Qual è stato il momento più emozionante per lei alla direzione del Museo?
“Senz'altro il giorno della riapertura. Prima di aprire al pubblico, abbiamo dedicato una giornata alla stampa. Ho aperto io personalmente le porte e c'era questa frotta di giornalisti e fotografi in attesa che si è fiondata all'interno. È stato bello ed emozionante pensare che la sera prima eravamo ancora lì a curare gli allestimenti e ci chiedevamo se le nostre scelte sarebbero state comprese e condivise.
E poi l'arrivo delle prime scolaresche. Ho voluto assistere personalmente. C'è una sala pensata per i più piccoli dove si vive un'esperienza immersiva. C'è un muro di proiezione molto grande dedicata al fondale marino. Ebbene, ho visto la reazione di un gruppo di bimbi delle elementari che erano seduti per terra ed erano estasiati. Vedere nei loro occhi il sogno e la meraviglia mi ha ripagato di ogni sforzo. Si sentivano in fondo al mare. Quel momento mi ha davvero emozionato, è stata una cosa meravigliosa”.

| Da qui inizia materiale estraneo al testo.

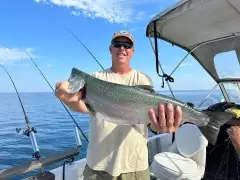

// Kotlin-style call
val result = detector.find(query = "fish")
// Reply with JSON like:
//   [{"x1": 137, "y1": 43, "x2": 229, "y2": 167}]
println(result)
[{"x1": 67, "y1": 67, "x2": 235, "y2": 145}]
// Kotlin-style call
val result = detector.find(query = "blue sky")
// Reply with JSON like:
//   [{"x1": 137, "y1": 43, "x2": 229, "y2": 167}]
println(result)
[{"x1": 0, "y1": 0, "x2": 238, "y2": 93}]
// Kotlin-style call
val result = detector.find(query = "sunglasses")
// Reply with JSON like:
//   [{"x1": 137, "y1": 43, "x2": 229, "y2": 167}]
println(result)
[{"x1": 112, "y1": 41, "x2": 133, "y2": 49}]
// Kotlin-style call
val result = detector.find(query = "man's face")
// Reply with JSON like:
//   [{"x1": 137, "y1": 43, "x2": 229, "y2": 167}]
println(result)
[{"x1": 110, "y1": 37, "x2": 134, "y2": 65}]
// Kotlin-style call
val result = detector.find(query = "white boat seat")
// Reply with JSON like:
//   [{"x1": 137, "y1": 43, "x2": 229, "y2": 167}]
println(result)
[{"x1": 150, "y1": 124, "x2": 208, "y2": 180}]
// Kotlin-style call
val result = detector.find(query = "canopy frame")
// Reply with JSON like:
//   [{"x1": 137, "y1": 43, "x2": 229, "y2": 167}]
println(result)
[{"x1": 146, "y1": 0, "x2": 240, "y2": 103}]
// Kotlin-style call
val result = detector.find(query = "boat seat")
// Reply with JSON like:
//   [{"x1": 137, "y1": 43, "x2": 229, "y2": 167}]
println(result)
[{"x1": 150, "y1": 124, "x2": 208, "y2": 180}]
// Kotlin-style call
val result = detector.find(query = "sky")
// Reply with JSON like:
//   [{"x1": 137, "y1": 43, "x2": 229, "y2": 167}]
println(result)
[{"x1": 0, "y1": 0, "x2": 239, "y2": 93}]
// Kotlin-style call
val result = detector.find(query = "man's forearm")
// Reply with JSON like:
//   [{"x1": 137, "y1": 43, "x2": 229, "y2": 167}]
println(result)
[
  {"x1": 65, "y1": 100, "x2": 89, "y2": 113},
  {"x1": 60, "y1": 95, "x2": 89, "y2": 113}
]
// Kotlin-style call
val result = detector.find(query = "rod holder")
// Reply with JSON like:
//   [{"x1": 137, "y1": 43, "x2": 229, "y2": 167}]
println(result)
[
  {"x1": 22, "y1": 127, "x2": 40, "y2": 160},
  {"x1": 74, "y1": 127, "x2": 82, "y2": 147},
  {"x1": 30, "y1": 131, "x2": 40, "y2": 155}
]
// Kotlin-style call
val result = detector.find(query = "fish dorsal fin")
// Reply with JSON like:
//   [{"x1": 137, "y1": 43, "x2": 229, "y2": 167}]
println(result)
[{"x1": 134, "y1": 85, "x2": 155, "y2": 93}]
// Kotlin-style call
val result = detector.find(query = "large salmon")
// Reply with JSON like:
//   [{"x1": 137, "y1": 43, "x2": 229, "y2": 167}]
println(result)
[{"x1": 67, "y1": 67, "x2": 235, "y2": 145}]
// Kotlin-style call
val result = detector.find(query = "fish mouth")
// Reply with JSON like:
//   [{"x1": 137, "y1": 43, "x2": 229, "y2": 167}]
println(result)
[
  {"x1": 68, "y1": 69, "x2": 85, "y2": 93},
  {"x1": 68, "y1": 77, "x2": 85, "y2": 93}
]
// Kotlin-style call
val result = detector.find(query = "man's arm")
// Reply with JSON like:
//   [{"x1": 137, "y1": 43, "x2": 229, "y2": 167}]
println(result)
[{"x1": 62, "y1": 93, "x2": 89, "y2": 113}]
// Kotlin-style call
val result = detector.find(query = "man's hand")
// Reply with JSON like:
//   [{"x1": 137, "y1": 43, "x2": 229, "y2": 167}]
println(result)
[
  {"x1": 148, "y1": 103, "x2": 182, "y2": 133},
  {"x1": 55, "y1": 81, "x2": 82, "y2": 102},
  {"x1": 227, "y1": 126, "x2": 240, "y2": 152},
  {"x1": 54, "y1": 81, "x2": 89, "y2": 113}
]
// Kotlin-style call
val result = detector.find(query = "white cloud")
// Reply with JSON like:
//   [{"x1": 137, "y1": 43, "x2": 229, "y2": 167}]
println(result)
[
  {"x1": 0, "y1": 47, "x2": 35, "y2": 65},
  {"x1": 34, "y1": 0, "x2": 160, "y2": 24},
  {"x1": 71, "y1": 10, "x2": 81, "y2": 16},
  {"x1": 128, "y1": 27, "x2": 144, "y2": 32},
  {"x1": 180, "y1": 62, "x2": 193, "y2": 67}
]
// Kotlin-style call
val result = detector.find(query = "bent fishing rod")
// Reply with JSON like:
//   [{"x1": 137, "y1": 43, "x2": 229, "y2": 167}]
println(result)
[
  {"x1": 0, "y1": 64, "x2": 41, "y2": 160},
  {"x1": 25, "y1": 52, "x2": 89, "y2": 143}
]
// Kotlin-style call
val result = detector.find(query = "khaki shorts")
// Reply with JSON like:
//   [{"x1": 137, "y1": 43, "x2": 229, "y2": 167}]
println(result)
[{"x1": 83, "y1": 164, "x2": 150, "y2": 180}]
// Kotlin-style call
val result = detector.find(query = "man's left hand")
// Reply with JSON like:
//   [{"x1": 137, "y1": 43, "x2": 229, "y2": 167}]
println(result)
[{"x1": 148, "y1": 103, "x2": 182, "y2": 133}]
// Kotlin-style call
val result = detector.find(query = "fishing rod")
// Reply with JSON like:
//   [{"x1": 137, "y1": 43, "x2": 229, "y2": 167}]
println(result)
[
  {"x1": 0, "y1": 63, "x2": 41, "y2": 160},
  {"x1": 25, "y1": 51, "x2": 89, "y2": 143},
  {"x1": 64, "y1": 26, "x2": 105, "y2": 71}
]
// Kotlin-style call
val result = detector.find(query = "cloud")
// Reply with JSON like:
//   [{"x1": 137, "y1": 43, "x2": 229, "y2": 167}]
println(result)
[
  {"x1": 0, "y1": 47, "x2": 35, "y2": 65},
  {"x1": 34, "y1": 0, "x2": 160, "y2": 24},
  {"x1": 128, "y1": 27, "x2": 144, "y2": 32},
  {"x1": 179, "y1": 62, "x2": 193, "y2": 67}
]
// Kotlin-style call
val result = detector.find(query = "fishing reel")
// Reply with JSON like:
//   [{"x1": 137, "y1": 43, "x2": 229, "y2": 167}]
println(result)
[
  {"x1": 16, "y1": 126, "x2": 41, "y2": 160},
  {"x1": 16, "y1": 126, "x2": 37, "y2": 137}
]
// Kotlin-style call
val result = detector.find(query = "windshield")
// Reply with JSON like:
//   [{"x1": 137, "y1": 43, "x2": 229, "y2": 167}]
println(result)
[
  {"x1": 222, "y1": 82, "x2": 240, "y2": 104},
  {"x1": 214, "y1": 50, "x2": 240, "y2": 79},
  {"x1": 195, "y1": 82, "x2": 240, "y2": 109}
]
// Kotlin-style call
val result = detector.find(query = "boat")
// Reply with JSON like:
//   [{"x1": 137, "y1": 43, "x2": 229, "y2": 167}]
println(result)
[{"x1": 1, "y1": 0, "x2": 240, "y2": 179}]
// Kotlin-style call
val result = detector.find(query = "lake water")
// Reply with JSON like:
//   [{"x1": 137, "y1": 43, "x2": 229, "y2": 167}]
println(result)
[{"x1": 0, "y1": 90, "x2": 228, "y2": 179}]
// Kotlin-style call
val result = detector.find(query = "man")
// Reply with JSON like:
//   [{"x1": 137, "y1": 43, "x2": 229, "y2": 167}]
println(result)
[{"x1": 55, "y1": 30, "x2": 182, "y2": 180}]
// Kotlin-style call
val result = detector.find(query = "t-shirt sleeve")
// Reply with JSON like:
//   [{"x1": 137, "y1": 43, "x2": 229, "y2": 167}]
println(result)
[
  {"x1": 92, "y1": 72, "x2": 97, "y2": 78},
  {"x1": 139, "y1": 74, "x2": 154, "y2": 86}
]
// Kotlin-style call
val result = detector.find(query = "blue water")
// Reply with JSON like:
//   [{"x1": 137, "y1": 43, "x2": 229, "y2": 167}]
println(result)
[{"x1": 0, "y1": 90, "x2": 230, "y2": 179}]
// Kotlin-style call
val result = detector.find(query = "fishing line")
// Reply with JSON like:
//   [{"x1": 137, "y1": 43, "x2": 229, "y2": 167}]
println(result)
[
  {"x1": 25, "y1": 51, "x2": 89, "y2": 143},
  {"x1": 64, "y1": 26, "x2": 105, "y2": 71},
  {"x1": 0, "y1": 63, "x2": 41, "y2": 159}
]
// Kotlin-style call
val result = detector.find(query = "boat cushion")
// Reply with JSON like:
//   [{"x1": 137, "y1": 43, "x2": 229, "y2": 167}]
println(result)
[
  {"x1": 151, "y1": 152, "x2": 203, "y2": 179},
  {"x1": 175, "y1": 124, "x2": 208, "y2": 158}
]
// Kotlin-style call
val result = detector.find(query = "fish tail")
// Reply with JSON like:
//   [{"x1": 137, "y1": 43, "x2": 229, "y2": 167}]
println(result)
[{"x1": 199, "y1": 111, "x2": 235, "y2": 145}]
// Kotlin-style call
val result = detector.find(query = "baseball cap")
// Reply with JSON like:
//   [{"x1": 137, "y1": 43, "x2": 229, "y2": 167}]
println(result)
[{"x1": 111, "y1": 30, "x2": 134, "y2": 45}]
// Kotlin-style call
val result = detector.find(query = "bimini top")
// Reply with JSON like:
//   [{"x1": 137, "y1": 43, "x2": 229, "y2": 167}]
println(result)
[{"x1": 146, "y1": 0, "x2": 240, "y2": 82}]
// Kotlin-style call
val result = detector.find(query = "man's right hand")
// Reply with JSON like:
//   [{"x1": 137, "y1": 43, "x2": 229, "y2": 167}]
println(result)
[
  {"x1": 55, "y1": 81, "x2": 82, "y2": 103},
  {"x1": 54, "y1": 81, "x2": 88, "y2": 113}
]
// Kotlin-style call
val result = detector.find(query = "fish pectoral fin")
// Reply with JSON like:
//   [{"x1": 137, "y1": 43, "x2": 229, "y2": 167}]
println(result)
[
  {"x1": 199, "y1": 111, "x2": 235, "y2": 145},
  {"x1": 134, "y1": 85, "x2": 155, "y2": 93},
  {"x1": 85, "y1": 103, "x2": 96, "y2": 116}
]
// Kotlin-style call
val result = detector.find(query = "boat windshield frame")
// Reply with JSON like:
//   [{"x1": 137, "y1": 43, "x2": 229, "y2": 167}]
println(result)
[
  {"x1": 148, "y1": 31, "x2": 240, "y2": 107},
  {"x1": 145, "y1": 0, "x2": 240, "y2": 108}
]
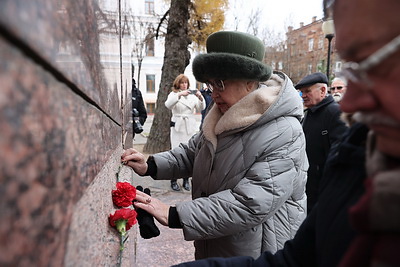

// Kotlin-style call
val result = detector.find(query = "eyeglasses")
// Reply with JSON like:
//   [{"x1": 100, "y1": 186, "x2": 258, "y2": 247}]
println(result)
[
  {"x1": 338, "y1": 34, "x2": 400, "y2": 87},
  {"x1": 330, "y1": 86, "x2": 344, "y2": 91},
  {"x1": 205, "y1": 80, "x2": 225, "y2": 93}
]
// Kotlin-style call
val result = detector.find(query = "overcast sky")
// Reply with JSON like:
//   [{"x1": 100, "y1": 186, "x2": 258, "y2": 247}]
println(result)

I suoi figli cosa pensano del Museo?
“Ho due figli, uno di 16 e uno di 11. Entrambi sono molto contenti e hanno apprezzato il lavoro fatto, soprattutto il più grande che non mi perdona nulla. Quindi direi prova superata”.
Qual è il target del Museo?
“Vogliamo coprire più target. Abbiamo cercato di allargare quanto più possibile. Pensiamo alle scuole e alle famiglie ma anche al mondo turistico-culturale che quando va nelle città d'arte va a vedere musei. Non per forza per la passione della scienza ma per la bellezza della natura e della scienza. La natura è in grado di creare opere d'arte autonomamente e noi possiamo ammirarle come un quadro”.
C'è qualche reperto o parte del Museo che preferisce?
“No. Difficile, direi impossibile definire un reperto migliore di un altro. La bellezza di questo Museo sta proprio nella diversità e nella complessità, sta in un insieme più ampio e diverso”.
Ormai è stato adottato dalla città di Torino. O non dimentica le sue radici cuneesi?
“Io continuo a vivere a Cuneo e faccio il pendolare. Anzi per la precisione risiedo a Borgo San Dalmazzo, ma ho sempre vissuto a Cuneo. Sono molto legato alle origini cuneesi. Mi piace la qualità della vita che si respira a Cuneo. Poi non potrei mai rinunciare alle montagne che stanno intorno. E infine ho amici e famiglia legati da tutta la vita a questa splendida terra. Insomma rimango orgogliosamente cuneese”.